The New York Post is (again) reporting that EMC will pull the trigger on Isilon. The deal was previously reported hovering at around $2B and word was that the two sides walked over price. Isilon ultimately was smart to hold out as it knew EMC coveted its technology base. Isilon is a best-in-class scale out NAS player that has perfected the art of providing simple scale out storage. Isilon relies on software, not hardware for data protection and has architected protection into its operating system. Isilon stripes data across its clustered nodes (wide striping) and essentially provides RAID-like function on its network (e.g. a distributed software RAID). The company has eliminated complex LUN management providing a single global namespace to clients and is a leader in its field.
Isilon’s stock has exploded on the strength of the rebounding economy and two other major factors: 1) it’s 70% annual growth rate and 60%+ 2 year growth rate and 2) M&A action in storage (i.e. the 3PAR deal). Rumors of an acquisition by EMC have been swirling for weeks as EMC has been looking for ways to continue its lead in the market as NetApp in particular has been growing faster than EMC in core storge markets overall. EMC is clearly sensitized to the NetApp threat and it has taken actions to block NetApp’s success – most notably by outbidding NetApp for Data Domain in 2009 and now going after NetApp’s crown jewels, its NAS business.
EMC’s midrange business has been struggling to compete with NetApp’s unified vision. EMC has promised unified function and while it has made some progress it has struggled to truly unify its myriad midrange offerings. A deal with Isilon will give EMC a new flagship in scale out NAS that will instantly push EMC to the top of the heap from a technical standpoint. Isilon is probably the best scale out NAS in the market that competes with the likes of BlueArc and DataDirect Networks. Isilon as a public company with more resources has greater momentum than these two private firms.
Is $2B too much? Assuming that’s the price – no. EMC has proven that “overpaying” for a growing asset works. EMC has tons of cash on the balance sheet and acquisitions don’t hit the income statement. So essentially, from a P&L standpoint the impact of such acquisitions is only positive. EMC will put more goodwill on the balance sheet and write off any assets that go south. No one will even notice on Wall Street. Meanwhile, EMC will pop Isililon into its sales channel and explode the business just like it is with Data Domain. Word is Data Domain is absolutely crushing it’s plan for 2010.
Bottom line: Good move for EMC. Isilon is an excellent product, EMC’s NAS products are nearing the end of the line and Isilon is the future of scale out where the growth is huge.
Check out this video of Isilon customers and partners at VMworld 2010:
Word is this deal is going down for $33/share which would put the acquisition at about $2.2B. What does all this mean to:
NetApp – once again EMC is using all its weapons to compete with the smaller NetApp. NetApp is growing faster, gaining more share* (in overall storage), has great momentum in the market and yet EMC just keeps changing the game in an effort to stay ahead of NetApp. VMware, VCE, Data Domain and now Isilon – EMC is pulling out all stops to compete.
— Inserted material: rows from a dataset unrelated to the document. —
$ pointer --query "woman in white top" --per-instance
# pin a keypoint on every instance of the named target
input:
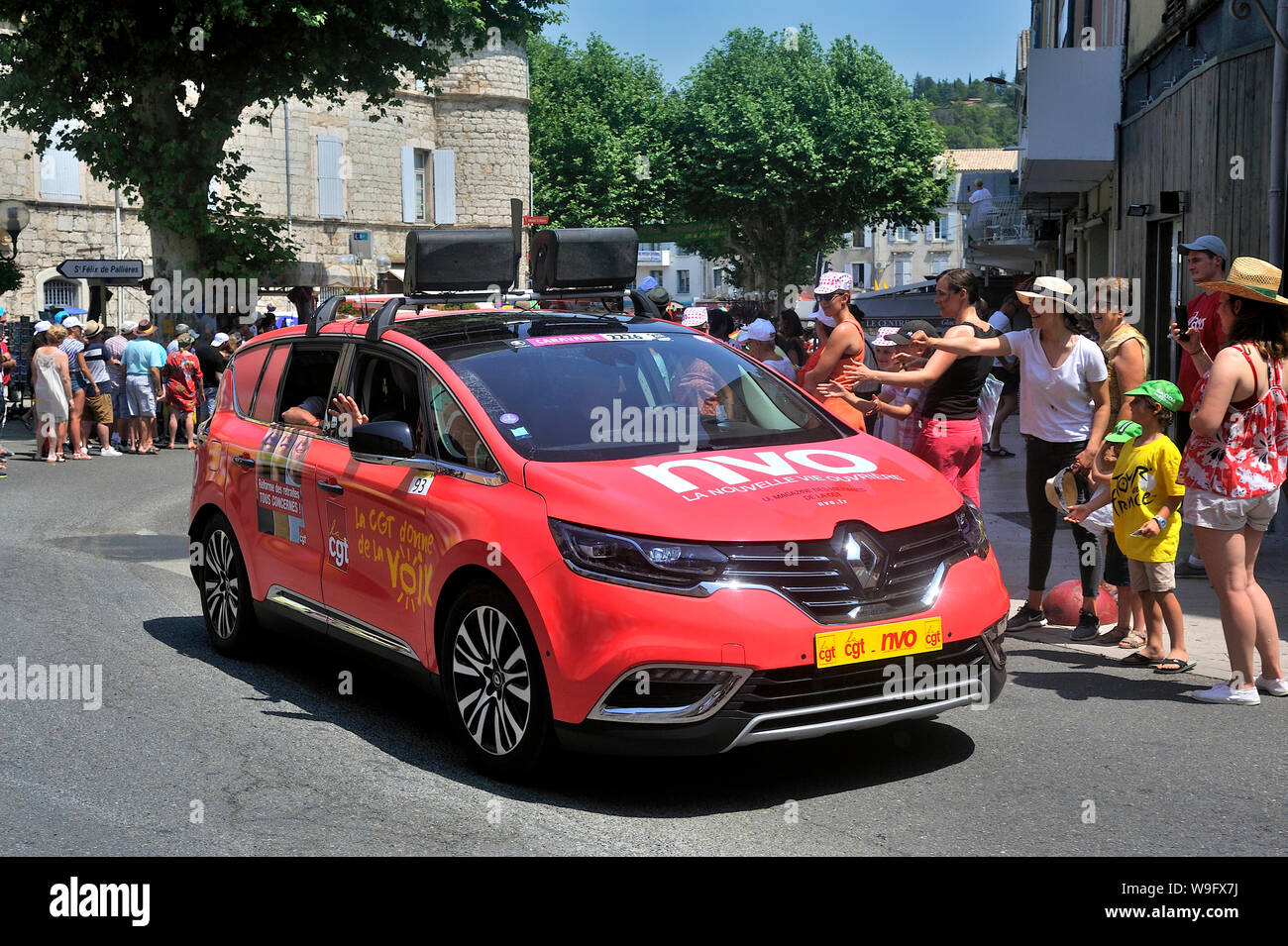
(1064, 418)
(761, 347)
(53, 392)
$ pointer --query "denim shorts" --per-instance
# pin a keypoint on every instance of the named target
(1212, 511)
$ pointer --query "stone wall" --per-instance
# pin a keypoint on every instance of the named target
(481, 112)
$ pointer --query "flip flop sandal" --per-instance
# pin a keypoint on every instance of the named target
(1116, 635)
(1138, 659)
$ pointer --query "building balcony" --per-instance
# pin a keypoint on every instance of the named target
(1073, 99)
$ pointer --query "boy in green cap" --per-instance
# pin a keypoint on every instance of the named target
(1145, 498)
(1128, 632)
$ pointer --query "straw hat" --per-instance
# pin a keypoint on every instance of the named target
(1250, 278)
(1052, 288)
(1063, 490)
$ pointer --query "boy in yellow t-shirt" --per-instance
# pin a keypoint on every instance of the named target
(1146, 499)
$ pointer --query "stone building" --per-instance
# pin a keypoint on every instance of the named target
(455, 159)
(896, 257)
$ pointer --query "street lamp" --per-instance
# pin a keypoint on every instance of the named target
(16, 218)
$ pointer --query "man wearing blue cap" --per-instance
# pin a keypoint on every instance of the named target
(1207, 261)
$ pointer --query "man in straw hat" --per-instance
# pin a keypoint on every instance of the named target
(1064, 422)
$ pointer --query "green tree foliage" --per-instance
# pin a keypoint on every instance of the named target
(124, 77)
(597, 126)
(787, 146)
(990, 123)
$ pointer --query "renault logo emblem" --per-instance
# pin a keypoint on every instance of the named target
(866, 559)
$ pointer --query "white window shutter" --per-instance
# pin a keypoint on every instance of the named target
(445, 185)
(408, 175)
(59, 168)
(330, 187)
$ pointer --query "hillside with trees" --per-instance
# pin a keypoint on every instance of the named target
(990, 123)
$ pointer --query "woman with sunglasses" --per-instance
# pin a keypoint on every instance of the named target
(841, 345)
(951, 438)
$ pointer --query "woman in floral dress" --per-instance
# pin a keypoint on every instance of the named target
(1235, 463)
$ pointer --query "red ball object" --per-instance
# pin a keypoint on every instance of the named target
(1063, 602)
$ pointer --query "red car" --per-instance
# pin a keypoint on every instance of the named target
(591, 528)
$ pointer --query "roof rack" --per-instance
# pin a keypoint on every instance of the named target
(325, 313)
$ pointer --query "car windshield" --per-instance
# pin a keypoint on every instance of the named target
(576, 391)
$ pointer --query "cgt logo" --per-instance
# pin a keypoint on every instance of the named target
(767, 464)
(339, 551)
(338, 538)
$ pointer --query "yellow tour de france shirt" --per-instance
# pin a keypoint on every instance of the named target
(1144, 477)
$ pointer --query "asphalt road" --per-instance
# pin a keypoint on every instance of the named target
(1076, 757)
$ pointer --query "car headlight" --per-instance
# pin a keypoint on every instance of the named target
(634, 558)
(970, 524)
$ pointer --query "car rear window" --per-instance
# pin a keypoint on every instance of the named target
(585, 396)
(266, 399)
(245, 368)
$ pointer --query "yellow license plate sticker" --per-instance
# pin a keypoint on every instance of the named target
(877, 643)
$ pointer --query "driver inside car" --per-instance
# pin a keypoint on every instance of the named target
(309, 412)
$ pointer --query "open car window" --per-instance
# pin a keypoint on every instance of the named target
(585, 396)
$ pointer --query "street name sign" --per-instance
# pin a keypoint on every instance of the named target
(127, 270)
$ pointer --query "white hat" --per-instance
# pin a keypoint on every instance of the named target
(1052, 288)
(833, 282)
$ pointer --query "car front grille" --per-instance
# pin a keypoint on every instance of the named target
(818, 579)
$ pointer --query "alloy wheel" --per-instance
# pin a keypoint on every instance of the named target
(220, 584)
(490, 680)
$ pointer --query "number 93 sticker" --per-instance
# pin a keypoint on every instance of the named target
(420, 484)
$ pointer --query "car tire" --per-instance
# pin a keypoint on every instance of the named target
(493, 683)
(226, 601)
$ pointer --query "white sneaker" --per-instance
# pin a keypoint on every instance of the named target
(1222, 692)
(1275, 687)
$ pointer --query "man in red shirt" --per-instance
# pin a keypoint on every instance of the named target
(1207, 263)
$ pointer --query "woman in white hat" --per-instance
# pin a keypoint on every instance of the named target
(53, 383)
(763, 348)
(841, 349)
(1234, 465)
(1064, 418)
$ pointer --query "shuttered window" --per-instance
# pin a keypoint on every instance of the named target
(330, 184)
(445, 185)
(59, 171)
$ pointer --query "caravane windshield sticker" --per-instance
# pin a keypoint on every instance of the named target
(818, 469)
(278, 495)
(578, 339)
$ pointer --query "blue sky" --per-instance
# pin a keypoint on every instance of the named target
(943, 39)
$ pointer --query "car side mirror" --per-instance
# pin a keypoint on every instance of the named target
(381, 439)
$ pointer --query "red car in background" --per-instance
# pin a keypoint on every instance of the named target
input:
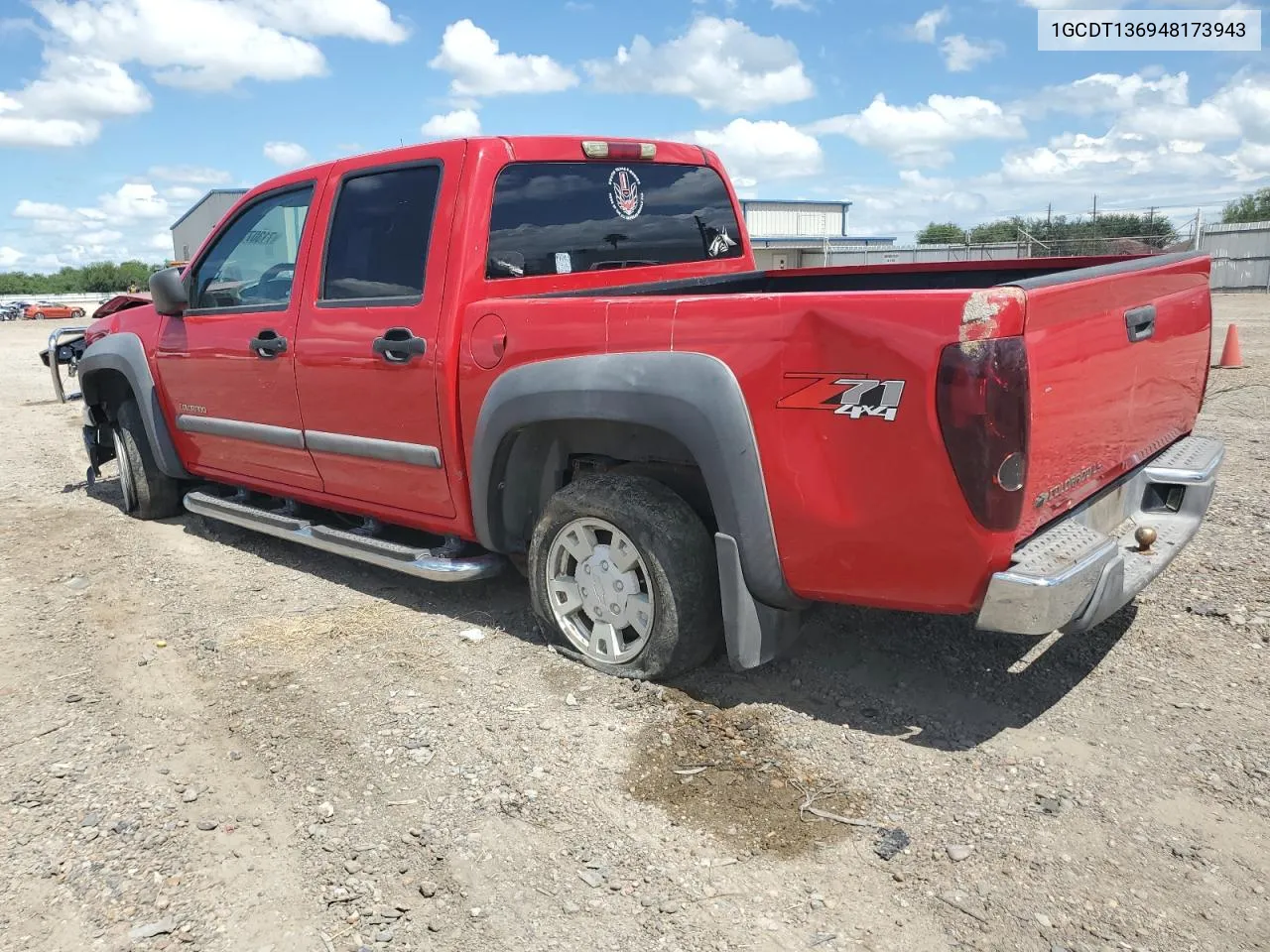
(48, 308)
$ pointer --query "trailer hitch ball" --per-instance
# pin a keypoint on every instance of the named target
(1146, 537)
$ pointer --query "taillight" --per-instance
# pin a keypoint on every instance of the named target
(983, 408)
(593, 149)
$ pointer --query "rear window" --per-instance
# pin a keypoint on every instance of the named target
(564, 217)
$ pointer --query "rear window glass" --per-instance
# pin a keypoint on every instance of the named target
(564, 217)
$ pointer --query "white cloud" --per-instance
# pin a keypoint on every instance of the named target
(64, 107)
(762, 150)
(212, 45)
(961, 55)
(458, 123)
(357, 19)
(928, 26)
(194, 44)
(104, 236)
(132, 202)
(190, 175)
(121, 225)
(27, 208)
(922, 135)
(477, 68)
(183, 193)
(1206, 122)
(1107, 93)
(717, 63)
(1252, 160)
(289, 155)
(208, 45)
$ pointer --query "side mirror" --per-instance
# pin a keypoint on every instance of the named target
(168, 291)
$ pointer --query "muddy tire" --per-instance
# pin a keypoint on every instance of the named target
(624, 578)
(148, 492)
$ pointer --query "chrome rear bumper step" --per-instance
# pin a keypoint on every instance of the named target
(1086, 566)
(421, 562)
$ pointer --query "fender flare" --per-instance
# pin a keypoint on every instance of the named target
(694, 398)
(126, 354)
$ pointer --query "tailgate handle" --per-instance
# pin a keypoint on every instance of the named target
(1141, 322)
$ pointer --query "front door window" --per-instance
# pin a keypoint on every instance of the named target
(252, 264)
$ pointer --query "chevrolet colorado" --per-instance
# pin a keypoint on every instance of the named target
(559, 352)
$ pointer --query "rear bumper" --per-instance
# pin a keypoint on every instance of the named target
(1082, 569)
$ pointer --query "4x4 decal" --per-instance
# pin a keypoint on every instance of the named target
(844, 394)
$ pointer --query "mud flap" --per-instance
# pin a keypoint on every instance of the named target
(756, 633)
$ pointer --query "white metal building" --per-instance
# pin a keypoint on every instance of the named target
(801, 234)
(190, 230)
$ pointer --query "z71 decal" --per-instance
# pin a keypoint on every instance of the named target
(846, 395)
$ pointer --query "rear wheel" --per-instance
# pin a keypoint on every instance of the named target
(624, 578)
(148, 492)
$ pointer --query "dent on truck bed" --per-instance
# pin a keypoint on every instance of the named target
(694, 398)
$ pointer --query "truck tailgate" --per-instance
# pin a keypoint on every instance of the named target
(1118, 358)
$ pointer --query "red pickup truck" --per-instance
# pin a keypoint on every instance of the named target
(559, 352)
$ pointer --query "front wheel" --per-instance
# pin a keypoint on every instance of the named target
(622, 576)
(148, 492)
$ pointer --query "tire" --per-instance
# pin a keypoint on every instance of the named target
(674, 562)
(148, 492)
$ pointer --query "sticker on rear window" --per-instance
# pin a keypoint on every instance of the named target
(624, 193)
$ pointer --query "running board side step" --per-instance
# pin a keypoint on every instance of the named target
(420, 562)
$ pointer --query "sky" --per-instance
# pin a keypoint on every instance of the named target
(117, 114)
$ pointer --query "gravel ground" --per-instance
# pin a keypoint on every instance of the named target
(213, 740)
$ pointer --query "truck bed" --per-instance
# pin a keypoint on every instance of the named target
(873, 277)
(1100, 403)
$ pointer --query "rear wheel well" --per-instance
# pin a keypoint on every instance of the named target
(536, 461)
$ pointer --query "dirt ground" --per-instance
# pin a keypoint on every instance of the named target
(213, 740)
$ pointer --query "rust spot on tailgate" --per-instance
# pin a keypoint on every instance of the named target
(983, 313)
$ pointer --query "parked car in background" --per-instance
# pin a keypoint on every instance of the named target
(53, 309)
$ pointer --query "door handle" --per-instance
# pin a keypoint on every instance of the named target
(1139, 322)
(399, 345)
(267, 344)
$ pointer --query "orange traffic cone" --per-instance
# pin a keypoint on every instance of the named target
(1232, 357)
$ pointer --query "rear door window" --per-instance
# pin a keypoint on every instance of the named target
(566, 217)
(379, 236)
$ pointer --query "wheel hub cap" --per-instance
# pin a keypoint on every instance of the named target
(599, 590)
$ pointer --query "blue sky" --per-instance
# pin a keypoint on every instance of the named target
(116, 114)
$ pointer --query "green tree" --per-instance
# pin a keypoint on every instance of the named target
(1254, 206)
(945, 234)
(100, 277)
(96, 278)
(134, 273)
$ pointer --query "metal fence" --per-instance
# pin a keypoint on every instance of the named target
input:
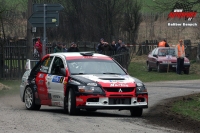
(12, 63)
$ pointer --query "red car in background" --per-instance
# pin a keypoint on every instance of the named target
(164, 59)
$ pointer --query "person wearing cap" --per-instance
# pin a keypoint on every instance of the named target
(58, 48)
(180, 54)
(163, 43)
(100, 46)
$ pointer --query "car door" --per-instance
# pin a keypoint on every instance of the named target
(40, 81)
(55, 81)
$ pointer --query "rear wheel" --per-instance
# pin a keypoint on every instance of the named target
(72, 103)
(136, 112)
(29, 99)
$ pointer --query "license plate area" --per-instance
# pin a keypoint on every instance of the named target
(123, 101)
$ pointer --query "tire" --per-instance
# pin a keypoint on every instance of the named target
(72, 103)
(91, 110)
(65, 105)
(148, 68)
(29, 99)
(136, 112)
(158, 68)
(186, 71)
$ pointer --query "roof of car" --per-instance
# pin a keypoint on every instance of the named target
(73, 54)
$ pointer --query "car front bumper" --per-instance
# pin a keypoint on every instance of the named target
(102, 102)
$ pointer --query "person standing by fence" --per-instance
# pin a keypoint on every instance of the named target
(38, 48)
(180, 54)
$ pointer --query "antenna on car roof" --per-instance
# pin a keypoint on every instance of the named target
(86, 53)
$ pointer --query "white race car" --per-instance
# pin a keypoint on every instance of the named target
(82, 80)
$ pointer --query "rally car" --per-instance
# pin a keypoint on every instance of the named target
(82, 81)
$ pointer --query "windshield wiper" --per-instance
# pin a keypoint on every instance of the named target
(112, 73)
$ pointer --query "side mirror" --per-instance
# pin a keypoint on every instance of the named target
(125, 70)
(63, 71)
(155, 55)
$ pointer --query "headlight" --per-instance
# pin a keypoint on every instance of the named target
(140, 87)
(166, 61)
(90, 89)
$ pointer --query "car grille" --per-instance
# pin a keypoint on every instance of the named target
(118, 89)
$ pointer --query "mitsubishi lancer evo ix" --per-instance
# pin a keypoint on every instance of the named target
(82, 81)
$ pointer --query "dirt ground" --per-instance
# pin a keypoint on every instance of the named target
(162, 115)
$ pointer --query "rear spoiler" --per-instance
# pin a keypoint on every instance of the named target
(30, 64)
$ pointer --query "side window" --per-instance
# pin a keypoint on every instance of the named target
(46, 64)
(56, 66)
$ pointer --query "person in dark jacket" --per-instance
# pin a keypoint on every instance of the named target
(118, 44)
(122, 48)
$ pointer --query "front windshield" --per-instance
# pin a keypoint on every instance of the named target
(94, 66)
(164, 52)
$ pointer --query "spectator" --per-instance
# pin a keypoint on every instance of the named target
(100, 47)
(122, 48)
(73, 48)
(118, 44)
(180, 54)
(163, 43)
(58, 48)
(113, 45)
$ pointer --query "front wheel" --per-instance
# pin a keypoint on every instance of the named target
(72, 103)
(29, 99)
(136, 112)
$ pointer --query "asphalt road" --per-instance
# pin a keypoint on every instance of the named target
(14, 118)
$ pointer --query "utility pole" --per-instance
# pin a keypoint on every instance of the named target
(29, 32)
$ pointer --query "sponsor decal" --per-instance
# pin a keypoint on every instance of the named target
(41, 89)
(41, 76)
(56, 96)
(57, 79)
(116, 80)
(92, 84)
(120, 90)
(118, 85)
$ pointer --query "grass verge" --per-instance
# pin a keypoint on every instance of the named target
(189, 107)
(138, 69)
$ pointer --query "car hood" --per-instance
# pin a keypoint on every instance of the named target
(107, 80)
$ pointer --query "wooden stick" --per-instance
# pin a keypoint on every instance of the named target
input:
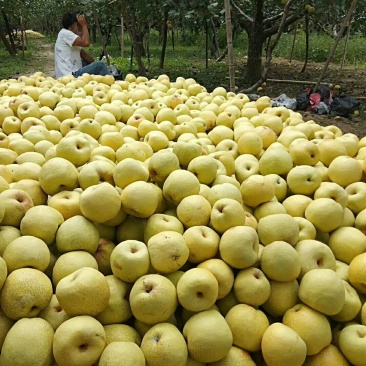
(346, 43)
(303, 82)
(229, 40)
(339, 36)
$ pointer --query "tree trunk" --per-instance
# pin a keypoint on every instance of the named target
(255, 48)
(94, 33)
(256, 40)
(165, 40)
(6, 42)
(229, 40)
(131, 26)
(8, 30)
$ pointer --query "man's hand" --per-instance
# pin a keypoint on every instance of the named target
(81, 20)
(83, 40)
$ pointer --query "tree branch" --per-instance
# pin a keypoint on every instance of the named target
(270, 49)
(291, 19)
(246, 20)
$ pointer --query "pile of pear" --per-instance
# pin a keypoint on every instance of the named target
(152, 222)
*Note: According to IDC, in Q2 2010, EMC’s worldwide NAS revenues outgrew NetApp’s. EMC and NetApp accounted for about 70% of NAS revenue worldwide in Q2. IDC’s Q2 #’s were released in September of 2010 and showed EMC had about 20 points more share than NetApp in NAS. This is an astonishing lead and Isilon will likely add to it substantially. I have not dug into the IDC numbers so I really don’t know what’s in there but the figures are surprising nonetheless.
HP – Do you think EMC’s Rich Napolitano was paying attention when his former boss Dave Donatelli went out and bought Ibrix? You betcha.
IBM – What happened to SONAS – lots of fanfare earlier this year around what looked to be an interesting global clustered file system – not much happening in the marketplace.
BlueArc and DDN – The two main competitors to Isilon just got more interesting (and more valuable).
Customers – More EMC stovepipes but Isilon could be a unifying force. Those customers worried about doing business with smaller Isilon get a nice EMC blanket around them.
It’s official. The deal is going down for $2.3B. Here’s what Tucci said:
The unmistakable waves of cloud computing and ‘Big Data’ are upon us. Customers are looking for new ways to store, protect, secure and add intelligence to the vast amounts of information they will accumulate over the next decade. EMC, in combination with Isilon, sits at the intersection of these trends with leading products, solutions, and services to help customers get the absolute most out of what cloud computing has to offer.
Tucci’s message is pretty clear. He wants Cloud Computing + Big Data = EMC.
As I indicated before, this is actually a good use of cash. Share buybacks and dividends add no long term value to the business and R&D is risky. With Isilon, EMC is buying growth, it’s buying competitive position and it’s covering its butt on an aging midrange file business. While EMC can point to leading revenue shares in its file business the products were not viewed as simple to use and next generation. People will criticize EMC for writing checks instead of code but when you’re printing money the way EMC is, time-to-market is worth a lot.